An diesen Aktivitäten werden wir uns weiter aktiv beteiligen. Hier erfährt der breit angelegte Sicherheitsbegriff in Missionen seine konkrete Ausgestaltung. Gerade die mögliche Kombination von zivilen und militärischen Instrumenten im Krisenmanagement ist die besondere Stärke des Vorgehens im EU- Rahmen.

Ein gelungenes Beispiel zivil- militärischer Zusammenarbeit ist das Konzept der regionalen Wiederaufbauteams in Afghanistan. Übrigens auch ein Konzept, das durch einen ressortübergreifenden Regierungsbeschluss implementiert wurde.

Anrede,

ich bin gebeten worden, schwerpunktmäßig zur deutschen Sicherheitspolitik in Europa vorzutragen. Das Bild bliebe aber höchst unvollständig, wenn nicht auch die Leistungen der NATO für die deutsche und die europäische Sicherheit herausgestellt würden.
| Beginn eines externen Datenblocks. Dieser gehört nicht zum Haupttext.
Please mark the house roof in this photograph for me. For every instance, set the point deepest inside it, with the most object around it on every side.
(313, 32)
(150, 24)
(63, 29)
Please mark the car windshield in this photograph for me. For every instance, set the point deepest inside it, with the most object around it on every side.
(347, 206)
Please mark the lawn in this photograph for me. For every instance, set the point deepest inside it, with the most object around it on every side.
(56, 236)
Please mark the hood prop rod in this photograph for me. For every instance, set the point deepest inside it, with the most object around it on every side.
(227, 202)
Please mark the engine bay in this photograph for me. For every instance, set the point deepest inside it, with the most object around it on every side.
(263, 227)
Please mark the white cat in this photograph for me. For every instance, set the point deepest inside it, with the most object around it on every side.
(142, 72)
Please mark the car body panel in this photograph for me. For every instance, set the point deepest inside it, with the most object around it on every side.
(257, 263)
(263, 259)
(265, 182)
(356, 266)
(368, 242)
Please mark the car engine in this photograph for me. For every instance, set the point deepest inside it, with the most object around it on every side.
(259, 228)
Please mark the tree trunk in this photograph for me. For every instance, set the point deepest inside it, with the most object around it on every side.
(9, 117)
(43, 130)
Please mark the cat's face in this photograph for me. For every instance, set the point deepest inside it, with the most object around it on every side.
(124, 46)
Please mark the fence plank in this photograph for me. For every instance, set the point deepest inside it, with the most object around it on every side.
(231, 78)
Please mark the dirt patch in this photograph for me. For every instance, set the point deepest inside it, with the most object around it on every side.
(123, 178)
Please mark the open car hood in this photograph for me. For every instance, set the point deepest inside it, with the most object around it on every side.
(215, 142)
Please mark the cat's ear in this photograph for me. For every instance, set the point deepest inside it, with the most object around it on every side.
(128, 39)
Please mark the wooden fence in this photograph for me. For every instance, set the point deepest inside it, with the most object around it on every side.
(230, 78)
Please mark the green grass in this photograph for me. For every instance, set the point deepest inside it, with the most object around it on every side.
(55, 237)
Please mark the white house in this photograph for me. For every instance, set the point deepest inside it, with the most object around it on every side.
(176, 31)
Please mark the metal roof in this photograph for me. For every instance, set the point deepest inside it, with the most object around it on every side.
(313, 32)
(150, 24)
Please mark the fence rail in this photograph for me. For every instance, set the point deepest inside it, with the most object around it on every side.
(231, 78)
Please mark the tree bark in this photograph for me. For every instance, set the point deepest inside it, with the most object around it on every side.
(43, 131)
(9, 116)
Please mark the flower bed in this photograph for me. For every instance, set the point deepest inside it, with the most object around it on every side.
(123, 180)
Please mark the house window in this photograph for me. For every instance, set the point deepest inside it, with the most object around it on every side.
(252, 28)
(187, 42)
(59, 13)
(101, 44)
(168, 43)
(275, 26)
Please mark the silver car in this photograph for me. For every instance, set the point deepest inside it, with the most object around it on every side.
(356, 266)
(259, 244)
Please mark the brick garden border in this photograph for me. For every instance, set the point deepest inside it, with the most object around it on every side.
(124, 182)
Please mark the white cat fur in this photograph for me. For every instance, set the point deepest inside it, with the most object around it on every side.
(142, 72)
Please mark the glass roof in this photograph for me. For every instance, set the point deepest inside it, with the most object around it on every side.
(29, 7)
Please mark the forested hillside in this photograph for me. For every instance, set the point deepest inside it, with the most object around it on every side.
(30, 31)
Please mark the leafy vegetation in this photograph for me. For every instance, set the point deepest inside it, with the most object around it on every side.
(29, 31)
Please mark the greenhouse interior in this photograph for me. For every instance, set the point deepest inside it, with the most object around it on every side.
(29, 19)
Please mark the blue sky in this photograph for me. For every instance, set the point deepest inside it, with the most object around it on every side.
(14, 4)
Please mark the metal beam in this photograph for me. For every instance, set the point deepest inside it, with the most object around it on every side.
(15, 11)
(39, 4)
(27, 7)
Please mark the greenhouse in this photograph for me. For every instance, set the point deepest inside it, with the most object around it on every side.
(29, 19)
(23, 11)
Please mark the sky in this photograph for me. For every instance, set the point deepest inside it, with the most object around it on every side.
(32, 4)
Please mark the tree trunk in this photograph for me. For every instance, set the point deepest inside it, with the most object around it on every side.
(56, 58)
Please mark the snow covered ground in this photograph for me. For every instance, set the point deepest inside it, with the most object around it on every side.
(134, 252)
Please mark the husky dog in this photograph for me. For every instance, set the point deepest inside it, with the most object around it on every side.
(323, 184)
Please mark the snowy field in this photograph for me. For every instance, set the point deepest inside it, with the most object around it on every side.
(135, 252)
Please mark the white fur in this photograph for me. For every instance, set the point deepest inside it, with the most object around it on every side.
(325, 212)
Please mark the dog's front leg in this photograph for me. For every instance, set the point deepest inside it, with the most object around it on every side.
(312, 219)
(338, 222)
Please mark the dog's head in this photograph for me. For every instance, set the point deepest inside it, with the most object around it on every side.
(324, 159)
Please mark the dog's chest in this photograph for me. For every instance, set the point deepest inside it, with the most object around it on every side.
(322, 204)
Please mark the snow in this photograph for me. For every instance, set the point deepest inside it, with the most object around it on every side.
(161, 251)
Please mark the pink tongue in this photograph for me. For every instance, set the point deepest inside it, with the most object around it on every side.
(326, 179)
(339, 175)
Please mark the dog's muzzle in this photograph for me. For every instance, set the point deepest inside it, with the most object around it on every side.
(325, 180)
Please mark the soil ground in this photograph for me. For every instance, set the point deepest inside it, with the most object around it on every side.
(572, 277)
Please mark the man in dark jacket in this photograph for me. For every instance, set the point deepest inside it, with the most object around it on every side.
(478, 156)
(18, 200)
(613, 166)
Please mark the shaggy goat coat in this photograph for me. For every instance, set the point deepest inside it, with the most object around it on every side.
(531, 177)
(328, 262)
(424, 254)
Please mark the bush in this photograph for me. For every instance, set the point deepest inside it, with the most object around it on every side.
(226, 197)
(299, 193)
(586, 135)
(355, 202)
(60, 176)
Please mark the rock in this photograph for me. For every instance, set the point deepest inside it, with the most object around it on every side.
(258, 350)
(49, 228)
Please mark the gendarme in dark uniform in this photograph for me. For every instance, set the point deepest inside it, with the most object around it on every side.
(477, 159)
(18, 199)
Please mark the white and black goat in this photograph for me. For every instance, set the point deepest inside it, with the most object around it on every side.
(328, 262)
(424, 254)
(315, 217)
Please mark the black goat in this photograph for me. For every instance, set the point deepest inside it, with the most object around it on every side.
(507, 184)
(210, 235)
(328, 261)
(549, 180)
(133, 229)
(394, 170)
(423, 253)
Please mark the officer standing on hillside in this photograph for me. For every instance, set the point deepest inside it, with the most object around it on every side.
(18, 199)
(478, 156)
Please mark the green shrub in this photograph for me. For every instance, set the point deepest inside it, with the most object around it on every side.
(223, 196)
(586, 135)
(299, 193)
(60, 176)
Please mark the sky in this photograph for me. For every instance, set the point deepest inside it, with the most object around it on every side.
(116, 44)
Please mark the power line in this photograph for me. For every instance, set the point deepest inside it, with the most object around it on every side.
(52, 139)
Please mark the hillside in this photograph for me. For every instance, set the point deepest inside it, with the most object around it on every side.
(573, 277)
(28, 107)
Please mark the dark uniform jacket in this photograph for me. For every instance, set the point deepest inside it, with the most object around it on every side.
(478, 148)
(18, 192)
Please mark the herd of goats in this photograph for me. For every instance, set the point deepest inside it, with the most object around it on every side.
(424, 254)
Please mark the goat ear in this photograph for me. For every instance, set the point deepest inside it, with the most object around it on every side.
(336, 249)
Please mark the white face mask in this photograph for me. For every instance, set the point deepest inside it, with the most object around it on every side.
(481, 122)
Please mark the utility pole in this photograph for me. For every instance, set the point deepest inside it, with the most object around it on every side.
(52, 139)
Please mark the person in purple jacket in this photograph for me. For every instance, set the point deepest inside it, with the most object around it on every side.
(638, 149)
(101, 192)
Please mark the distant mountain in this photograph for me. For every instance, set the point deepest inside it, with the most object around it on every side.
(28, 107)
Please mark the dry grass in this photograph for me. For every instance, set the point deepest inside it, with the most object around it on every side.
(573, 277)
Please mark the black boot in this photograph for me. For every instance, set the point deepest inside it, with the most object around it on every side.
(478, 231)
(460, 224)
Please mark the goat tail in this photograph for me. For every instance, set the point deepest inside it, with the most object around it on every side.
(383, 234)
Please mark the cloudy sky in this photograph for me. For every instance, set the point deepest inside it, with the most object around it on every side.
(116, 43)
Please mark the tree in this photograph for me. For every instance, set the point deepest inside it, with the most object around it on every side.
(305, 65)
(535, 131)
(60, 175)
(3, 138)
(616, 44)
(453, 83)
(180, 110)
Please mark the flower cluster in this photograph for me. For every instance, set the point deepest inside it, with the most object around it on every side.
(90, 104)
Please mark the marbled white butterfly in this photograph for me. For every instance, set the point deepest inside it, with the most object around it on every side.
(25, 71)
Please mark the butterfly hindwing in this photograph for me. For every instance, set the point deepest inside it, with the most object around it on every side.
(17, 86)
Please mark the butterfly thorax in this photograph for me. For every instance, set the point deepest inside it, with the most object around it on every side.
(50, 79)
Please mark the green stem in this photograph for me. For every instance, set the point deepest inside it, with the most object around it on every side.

Die NATO ist und bleibt der stärkste Anker unserer gemeinsamen Sicherheit. Alles, was wir in Europa unternehmen, um unsere sicherheitspolitische Handlungsfähigkeit zu verbessern, stärkt den europäischen Pfeiler der Allianz und damit letztlich die Allianz insgesamt.

Die NATO ist viel mehr als ein militärisches Bündnis, sie ist eine Wertegemeinschaft. Was dies für die NATO des 21. Jahrhunderts bedeutet, kann nicht einfach aus der Zeit des Kalten Krieges in die Zukunft extrapoliert werden. Hier bedarf er neuer Ansätze.

Die NATO sollte der Ort sein, an dem sicherheitspolitische, also strategische politische Diskussionen zwischen den USA und den Mitgliedstaaten der EU geführt werden. Sie ist zuallererst eine politische Organisation, der Ort, wo nach politischen Lösungen für die Sicherheitsprobleme dieser Zeit gestrebt werden muss.

Der Bundeskanzlerin liegt der strategische transatlantische Dialog in besonderer Weise am Herzen. Ihre sehr positiv aufgenommenen Besuche beim amerikanischen Präsidenten und bei europäischen Nachbarn haben dafür die Vertrauensbasis gelegt.

Anrede,

Ihre Vorgänger haben, gewissermaßen als Seminarabschluss im Team, eine "Sicherheitsstrategie für Deutschland" formuliert. Eine sehr lesenswerte und anerkennenswerte Arbeit.

Ich denke, dass es den Schweiß der Edlen wert ist, über das Verhältnis Europa - NATO intensiv nachzudenken. Sie werden dies nicht nur im Hörsaal tun. Auf Ihren Fortbildungsreisen treffen Sie mit vielen sicherheitspolitischen Beratern und auch Entscheidungsträgern zusammen. Nutzen Sie diese Kontakte, um sich eine fundierte Meinung zu bilden.

Ich möchte Sie daher bitten, sich in Ihrem Seminar mit der Thematik "Deutsche Impulse für eine europäische Sicherheitspolitik und für die transatlantische Kooperation" auseinanderzusetzen. Dabei sollten Sie insbesondere die deutsche EU- Ratspräsidentschaft im ersten Halbjahr 2007 im Blick haben.

Ich bin sehr gespannt, hierzu Ihre Ideen und Vorschläge zu erhalten.

Werben Sie auch in Ihren Ressorts und Institutionen, aus denen Sie zur Akademie gesandt wurden, für diese Fortbildung von Führungskräften. Wer könnte das besser als Sie selbst!

Ich wünsche Ihnen für Ihr Seminar alles Gute und natürlich auch Zeit und Muße, die vielfältigen Seiten der Weltstadt Berlin außerhalb des Hörsaals zu genießen.

Ich danke Ihnen für Ihre Aufmerksamkeit.